Llegado a este punto, descubrimos cómo al narrador de La radiante edad le gusta jugar con su rol de escritor, sin rubor alguno. No le importa contestar con desenfado a una mujer, con la que se reúne en la habitación de un hotel, interesada en saber a qué se dedica, diciéndole que él es un falsificador, que escribe libros que ya han sido escritos, como escaramuza y diversión creativa de escritura paralela. De la misma manera que tampoco se corta, en otro pasaje del libro, en revelarnos por qué escribe: “Escribir me permite abrazar las sombras de tiempos diferentes, perseguir a alguien por caminos contrarios, arrojarme por cada puente en el que me encuentro con la posibilidad de haber sido cualquiera de los tantos que me ha negado la vida”, (pág. 132).

Pero esto que leemos, aun pareciendo memorias y confesiones, es una obra de ficción y, evidentemente, su inventiva es la herramienta de la que se sirve Báez para alumbrar el sentido de la obra, no solo la vida de su protagonista, sino la suya propia se deja entrever, curiosamente, en un orden misterioso que conecta causa y efecto. De la ficción se sirve, pues, para perseguir esa sombra propia como es la identidad. Y es ese rasgo, en su claroscuro, en su eco proveniente de la memoria y la experiencia, donde encontramos la clave narrativa del libro que pretende empatizar con el lector, la que resalta y justifica el sentido de su título: “como si la radiante edad del cosmos, que era la mía, lo engullese todo en sus agujeros negros”, (pág. 179).
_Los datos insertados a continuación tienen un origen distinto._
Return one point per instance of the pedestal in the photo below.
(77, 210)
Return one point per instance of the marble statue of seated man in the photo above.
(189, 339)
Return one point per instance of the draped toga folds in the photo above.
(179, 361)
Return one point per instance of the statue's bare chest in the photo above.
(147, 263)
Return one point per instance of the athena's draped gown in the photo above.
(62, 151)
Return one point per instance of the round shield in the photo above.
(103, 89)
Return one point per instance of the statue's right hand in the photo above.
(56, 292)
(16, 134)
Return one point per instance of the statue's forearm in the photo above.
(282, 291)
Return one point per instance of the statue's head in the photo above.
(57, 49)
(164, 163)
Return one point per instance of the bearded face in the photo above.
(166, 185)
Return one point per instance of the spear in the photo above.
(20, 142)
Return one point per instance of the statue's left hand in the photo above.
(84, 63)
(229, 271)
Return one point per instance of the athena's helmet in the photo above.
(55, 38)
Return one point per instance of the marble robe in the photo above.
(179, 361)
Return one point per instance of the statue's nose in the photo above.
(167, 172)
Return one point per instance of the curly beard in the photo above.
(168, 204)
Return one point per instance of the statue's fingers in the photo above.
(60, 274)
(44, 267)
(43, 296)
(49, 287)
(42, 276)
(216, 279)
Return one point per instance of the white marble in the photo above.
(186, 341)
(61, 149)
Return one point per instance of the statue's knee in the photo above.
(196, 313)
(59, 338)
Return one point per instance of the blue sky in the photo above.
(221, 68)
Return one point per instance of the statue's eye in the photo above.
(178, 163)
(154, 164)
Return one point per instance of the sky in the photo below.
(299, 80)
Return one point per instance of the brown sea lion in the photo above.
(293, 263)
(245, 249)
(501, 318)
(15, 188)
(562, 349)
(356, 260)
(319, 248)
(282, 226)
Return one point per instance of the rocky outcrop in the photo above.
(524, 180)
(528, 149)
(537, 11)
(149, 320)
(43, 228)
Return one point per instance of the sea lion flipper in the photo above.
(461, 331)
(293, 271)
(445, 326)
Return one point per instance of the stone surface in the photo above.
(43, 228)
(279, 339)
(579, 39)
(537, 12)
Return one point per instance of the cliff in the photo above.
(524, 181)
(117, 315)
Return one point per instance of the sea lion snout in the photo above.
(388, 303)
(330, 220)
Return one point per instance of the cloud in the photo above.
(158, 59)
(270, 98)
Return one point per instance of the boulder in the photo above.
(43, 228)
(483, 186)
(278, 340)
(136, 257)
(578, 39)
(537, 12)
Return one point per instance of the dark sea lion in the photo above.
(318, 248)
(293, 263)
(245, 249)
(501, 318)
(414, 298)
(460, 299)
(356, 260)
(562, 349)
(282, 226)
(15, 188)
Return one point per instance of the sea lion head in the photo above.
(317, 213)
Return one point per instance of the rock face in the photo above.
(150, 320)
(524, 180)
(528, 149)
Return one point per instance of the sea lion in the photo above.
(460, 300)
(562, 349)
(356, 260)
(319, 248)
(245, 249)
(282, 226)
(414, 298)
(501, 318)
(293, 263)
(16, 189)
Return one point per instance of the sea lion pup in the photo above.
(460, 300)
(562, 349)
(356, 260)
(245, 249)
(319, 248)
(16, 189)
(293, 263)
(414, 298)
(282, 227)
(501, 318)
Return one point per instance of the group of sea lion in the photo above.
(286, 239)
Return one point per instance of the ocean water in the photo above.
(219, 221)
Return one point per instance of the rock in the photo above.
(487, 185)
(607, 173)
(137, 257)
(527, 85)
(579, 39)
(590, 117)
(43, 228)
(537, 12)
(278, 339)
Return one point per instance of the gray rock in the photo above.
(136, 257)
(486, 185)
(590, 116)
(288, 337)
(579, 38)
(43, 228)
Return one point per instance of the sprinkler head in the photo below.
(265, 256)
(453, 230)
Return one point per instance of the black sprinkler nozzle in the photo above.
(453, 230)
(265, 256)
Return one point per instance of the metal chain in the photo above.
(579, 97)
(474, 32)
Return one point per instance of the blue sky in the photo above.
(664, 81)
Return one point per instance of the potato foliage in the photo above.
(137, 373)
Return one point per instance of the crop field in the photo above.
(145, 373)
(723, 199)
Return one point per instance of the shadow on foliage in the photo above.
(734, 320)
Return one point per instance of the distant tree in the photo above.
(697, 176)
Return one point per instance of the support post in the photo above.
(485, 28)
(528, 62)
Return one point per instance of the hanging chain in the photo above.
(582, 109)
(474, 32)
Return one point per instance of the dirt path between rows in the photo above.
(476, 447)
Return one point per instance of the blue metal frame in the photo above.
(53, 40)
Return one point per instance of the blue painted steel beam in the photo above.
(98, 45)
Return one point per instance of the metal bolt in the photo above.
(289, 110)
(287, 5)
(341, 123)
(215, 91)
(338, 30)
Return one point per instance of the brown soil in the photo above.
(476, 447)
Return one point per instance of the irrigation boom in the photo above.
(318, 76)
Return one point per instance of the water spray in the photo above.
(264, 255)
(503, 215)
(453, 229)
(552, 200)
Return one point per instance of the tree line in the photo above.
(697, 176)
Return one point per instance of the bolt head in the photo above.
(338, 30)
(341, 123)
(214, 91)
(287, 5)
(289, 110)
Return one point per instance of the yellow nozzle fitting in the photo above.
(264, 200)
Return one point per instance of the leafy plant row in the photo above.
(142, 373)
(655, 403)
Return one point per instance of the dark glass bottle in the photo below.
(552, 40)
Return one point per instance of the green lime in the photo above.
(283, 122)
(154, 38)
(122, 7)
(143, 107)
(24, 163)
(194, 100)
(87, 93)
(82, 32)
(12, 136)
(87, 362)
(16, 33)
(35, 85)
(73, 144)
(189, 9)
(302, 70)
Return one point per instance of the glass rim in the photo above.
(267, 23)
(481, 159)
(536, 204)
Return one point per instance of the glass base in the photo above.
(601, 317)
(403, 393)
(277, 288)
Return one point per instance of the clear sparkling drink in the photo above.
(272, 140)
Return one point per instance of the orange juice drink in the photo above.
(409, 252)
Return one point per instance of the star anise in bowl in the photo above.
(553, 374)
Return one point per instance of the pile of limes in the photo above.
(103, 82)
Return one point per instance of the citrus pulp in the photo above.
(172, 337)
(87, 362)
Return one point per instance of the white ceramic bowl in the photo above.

Contrariamente a lo que piensan muchos, no solo se escribe para entretener, y eso que la literatura es una de las cosas más entretenidas que hay a nuestro alcance, ni tampoco se escribe por el mero hecho de contar historias, y mira que la literatura está llena de relatos extraordinarios. Se escribe, como diría Vila-Matas, para atar al lector, para cautivarlo y subyugarlo, para entrar en el espíritu de otro y, tal vez, quedarse allí, con la condición, como ocurre en esta sugestiva novela, de que lo leído desentrañe la extrañeza inherente de la vida, y de que lo haga con cierto aire burlesco y compasivo, como así sopla por sus páginas.